Have you ever read a book that shakes your world? Causes you to re-consider your values, priorities and way of life? Convicts, encourages and motivates you to change?
I just read “7“, and the book did just that in my life.
Jen Hatmaker wrote the honest, funny, thought-provoking book “7” as a diary of her seven months of considering and changing her normal life style. She temporarily exchanged her routine comfort and excess for seven months of reduction, sacrifice and the constant tension that awareness of reality brings. Each of her monthly challenges caused me to question my life and reflect on the “lies” I tell myself:
1. I’m hungry.
Jen chose to eat just seven foods for a whole month… no condiments, no chips and salsa, no desserts… no coffee!!
Although I have implemented a “life-style change” of healthier eating, I still rarely eat because I am actually hungry. Instead I eat for all the wrong reasons – I eat when I am bored, when I’m stressed, and because others are eating. I eat too much, and I eat foods that are not good for me. “7” encouraged me to make better dietary choices. Many people do not even have food to eat each day. I have so many options; I don’t want to abuse that blessing.
2. I have nothing to wear.
Jen wore the same seven items of clothing for a month. She also gave away unnecessary clothes. Jen writes, “These pretty clothes gave me confidence when I was terrified and uncertain.” Also, “Clothes used to define me when my genuine identity was fuzzy.”¹
When I say I have nothing to wear, the problem is usually not too-tight jeans, out-of-style shirts or other-season jackets. The struggle is often internal rather than external. I have way too many choices… I just haven’t found that something to make me feel secure, capable, and attractive. This book has challenged me to focus more on strengthening my character and less on filling my closet.
3. I need that.
Jen gave away seven items every day. (Clothing counted as only one item, since children’s outgrown and adults’ never-worn added up too quickly and easily.)
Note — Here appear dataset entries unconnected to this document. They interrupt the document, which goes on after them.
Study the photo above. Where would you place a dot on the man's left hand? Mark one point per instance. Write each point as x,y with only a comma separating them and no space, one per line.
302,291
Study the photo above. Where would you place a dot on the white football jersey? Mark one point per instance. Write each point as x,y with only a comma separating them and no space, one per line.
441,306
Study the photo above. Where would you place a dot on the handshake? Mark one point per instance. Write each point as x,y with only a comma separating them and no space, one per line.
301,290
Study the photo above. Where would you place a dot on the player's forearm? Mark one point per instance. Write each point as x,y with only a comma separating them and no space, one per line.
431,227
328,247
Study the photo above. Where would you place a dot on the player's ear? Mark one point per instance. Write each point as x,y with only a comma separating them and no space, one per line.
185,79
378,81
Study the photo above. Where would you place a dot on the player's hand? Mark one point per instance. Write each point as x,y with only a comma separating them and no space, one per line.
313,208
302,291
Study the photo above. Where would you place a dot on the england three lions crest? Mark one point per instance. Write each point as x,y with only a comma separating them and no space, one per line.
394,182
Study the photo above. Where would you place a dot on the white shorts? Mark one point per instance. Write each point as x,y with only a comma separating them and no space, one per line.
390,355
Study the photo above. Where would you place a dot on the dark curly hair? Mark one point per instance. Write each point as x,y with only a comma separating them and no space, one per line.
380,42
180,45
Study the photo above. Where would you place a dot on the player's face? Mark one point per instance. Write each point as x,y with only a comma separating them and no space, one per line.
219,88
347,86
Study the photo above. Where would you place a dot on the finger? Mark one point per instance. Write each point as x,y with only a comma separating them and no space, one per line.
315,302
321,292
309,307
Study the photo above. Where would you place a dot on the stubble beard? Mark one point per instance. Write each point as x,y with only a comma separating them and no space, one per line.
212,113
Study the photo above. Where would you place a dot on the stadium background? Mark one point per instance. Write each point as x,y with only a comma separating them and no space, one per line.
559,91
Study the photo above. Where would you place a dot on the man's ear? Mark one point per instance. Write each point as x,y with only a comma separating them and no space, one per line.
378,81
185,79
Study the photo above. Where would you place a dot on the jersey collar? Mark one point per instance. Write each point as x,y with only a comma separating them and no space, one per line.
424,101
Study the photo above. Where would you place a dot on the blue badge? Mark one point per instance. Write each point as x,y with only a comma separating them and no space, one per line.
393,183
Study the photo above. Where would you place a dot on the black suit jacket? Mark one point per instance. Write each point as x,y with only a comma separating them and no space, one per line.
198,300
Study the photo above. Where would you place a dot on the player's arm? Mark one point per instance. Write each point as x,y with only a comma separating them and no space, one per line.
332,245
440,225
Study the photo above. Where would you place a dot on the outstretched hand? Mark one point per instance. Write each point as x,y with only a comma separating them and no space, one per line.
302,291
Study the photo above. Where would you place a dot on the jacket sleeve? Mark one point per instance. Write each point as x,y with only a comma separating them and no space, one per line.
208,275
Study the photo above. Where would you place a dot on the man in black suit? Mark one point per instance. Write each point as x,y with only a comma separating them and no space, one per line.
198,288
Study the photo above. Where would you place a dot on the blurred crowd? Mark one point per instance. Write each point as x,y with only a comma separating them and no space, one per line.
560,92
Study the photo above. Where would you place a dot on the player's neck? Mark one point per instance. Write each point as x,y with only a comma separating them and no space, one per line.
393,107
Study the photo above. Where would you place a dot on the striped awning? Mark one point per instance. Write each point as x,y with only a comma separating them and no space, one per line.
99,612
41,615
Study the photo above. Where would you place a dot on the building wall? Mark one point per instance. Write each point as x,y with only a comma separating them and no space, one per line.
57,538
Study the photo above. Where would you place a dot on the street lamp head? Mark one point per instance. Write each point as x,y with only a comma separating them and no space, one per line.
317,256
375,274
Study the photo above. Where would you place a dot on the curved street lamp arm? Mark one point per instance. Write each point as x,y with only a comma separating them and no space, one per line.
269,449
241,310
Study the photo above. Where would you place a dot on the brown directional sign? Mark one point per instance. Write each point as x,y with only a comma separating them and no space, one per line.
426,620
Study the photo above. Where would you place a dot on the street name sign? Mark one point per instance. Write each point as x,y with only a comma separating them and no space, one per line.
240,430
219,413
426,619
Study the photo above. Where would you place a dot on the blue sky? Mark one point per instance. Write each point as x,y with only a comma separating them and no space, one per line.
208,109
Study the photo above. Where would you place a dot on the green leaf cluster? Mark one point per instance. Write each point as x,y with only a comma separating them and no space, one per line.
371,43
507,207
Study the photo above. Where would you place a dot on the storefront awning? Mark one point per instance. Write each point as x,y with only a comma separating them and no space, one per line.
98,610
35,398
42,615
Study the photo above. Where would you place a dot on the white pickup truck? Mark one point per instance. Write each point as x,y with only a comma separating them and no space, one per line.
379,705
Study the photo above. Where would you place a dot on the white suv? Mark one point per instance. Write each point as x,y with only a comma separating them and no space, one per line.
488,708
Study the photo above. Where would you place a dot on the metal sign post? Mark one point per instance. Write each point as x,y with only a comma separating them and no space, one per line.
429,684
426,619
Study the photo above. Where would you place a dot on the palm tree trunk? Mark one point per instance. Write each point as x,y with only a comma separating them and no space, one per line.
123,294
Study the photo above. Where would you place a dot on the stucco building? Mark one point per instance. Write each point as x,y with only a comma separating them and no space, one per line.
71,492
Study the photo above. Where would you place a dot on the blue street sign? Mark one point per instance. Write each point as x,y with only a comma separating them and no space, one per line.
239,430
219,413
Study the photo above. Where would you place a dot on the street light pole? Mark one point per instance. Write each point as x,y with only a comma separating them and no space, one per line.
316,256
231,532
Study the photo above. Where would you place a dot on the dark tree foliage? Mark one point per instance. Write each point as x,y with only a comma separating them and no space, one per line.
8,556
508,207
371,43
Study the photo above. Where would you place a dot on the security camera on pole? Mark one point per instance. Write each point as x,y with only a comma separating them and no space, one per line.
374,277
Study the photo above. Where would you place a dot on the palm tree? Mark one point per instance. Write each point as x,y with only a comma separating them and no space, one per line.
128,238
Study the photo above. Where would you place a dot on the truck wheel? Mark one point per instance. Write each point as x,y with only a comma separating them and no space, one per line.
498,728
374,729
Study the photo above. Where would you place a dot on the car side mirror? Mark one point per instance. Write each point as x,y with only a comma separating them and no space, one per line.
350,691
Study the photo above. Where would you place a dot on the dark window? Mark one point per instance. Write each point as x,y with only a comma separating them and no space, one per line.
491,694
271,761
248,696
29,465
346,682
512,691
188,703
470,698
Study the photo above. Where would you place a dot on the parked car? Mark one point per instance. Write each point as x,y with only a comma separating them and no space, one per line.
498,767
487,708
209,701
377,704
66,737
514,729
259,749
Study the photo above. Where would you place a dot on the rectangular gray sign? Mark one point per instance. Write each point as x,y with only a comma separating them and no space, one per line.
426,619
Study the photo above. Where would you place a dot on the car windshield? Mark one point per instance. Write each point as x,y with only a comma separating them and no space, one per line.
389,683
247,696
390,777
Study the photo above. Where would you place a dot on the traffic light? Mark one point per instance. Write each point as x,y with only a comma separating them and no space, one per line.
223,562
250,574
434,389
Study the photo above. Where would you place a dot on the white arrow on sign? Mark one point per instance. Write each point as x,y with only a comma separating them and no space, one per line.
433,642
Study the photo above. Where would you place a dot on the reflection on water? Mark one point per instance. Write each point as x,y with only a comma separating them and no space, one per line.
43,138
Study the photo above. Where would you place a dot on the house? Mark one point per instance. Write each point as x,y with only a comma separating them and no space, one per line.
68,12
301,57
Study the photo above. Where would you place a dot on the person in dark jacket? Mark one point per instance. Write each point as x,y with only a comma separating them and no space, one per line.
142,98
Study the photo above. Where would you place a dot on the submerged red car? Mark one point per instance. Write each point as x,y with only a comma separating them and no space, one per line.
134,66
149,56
When we did our own moving purge, I realized that I am a “just in case” consumer. I buy for every possible scenario, every future guest, every potential project. Piles, storage boxes, and collections prove my obsession. “7” has reminded me that “Maturity deciphers need from want, wisdom from foolishness. Growing up means curbing appetites…”² I need to grow up.
4. Gotta check Facebook.
Month four was a seven media fast (except for a few necessary uses). No Facebook, Twitter, blogs, Pinterest, TV, video games, or YouTube. The Hatmakers found time for books, walks, cooking together, crafts and projects.
Life will go on… even if I don’t check Facebook each day. When I say I don’t have time for important, good-for-me activities, the truth is that I have the time… I just spend it elsewhere. I am convicted to control my media time and not allow it to control me.
5. Recycling is too much work.
Jen and her family implemented seven habits for a greener life during week five: gardening, composting, conserving, recycling, driving one car, shopping thrift, and buying local.
Jen wrote, “If we acknowledged the sacredness of creation, I suspect it would alter the way we treated it.”4 Irregardless of ecological arguments, I know there are many ways that I can better care for the earth. It will take more discipline than sacrifice, more attitude than effort. I want to be a good steward.
6. I can’t afford to save.
Choosing to shop at only seven places was the 6th month challenge.
Moderating spending and re-directing savings to others is very counter-cultural. Personally I make few large purchases, but I can nickle and dime a budget to death. Many times my spending is linked to socializing, but consumerism does not equal community or connection. With a little adjustment, I can be more creative with my hospitality and more generous with my giving.
7. I don’t have time to rest.
Jen claims this was her most difficult month, combating stress with seven pauses each day and a Sabbath day each week.
Busyness is powerful. There are distractions, temptations and needs everywhere. On the other hand, rest is essential for continued focus, energy and health. I wrote a prior post about some of the ways I try to rest.
Jen asks very good questions in the book, and I am now asking… What gives me my value and identity? Where do I struggle with approval, appearance, recognition, control? Am I aware of my abundance and concerned about other’s needs?
I will make changes in my life because of this book, and I will live with greater tension, constantly evaluating my beliefs and choices.
Do you tell yourself lies? How do you search for truth?
¹ Hatmaker, Jen (2011-12-19). 7: An Experimental Mutiny Against Excess (p. 72). B&H Publishing Group. Kindle Edition.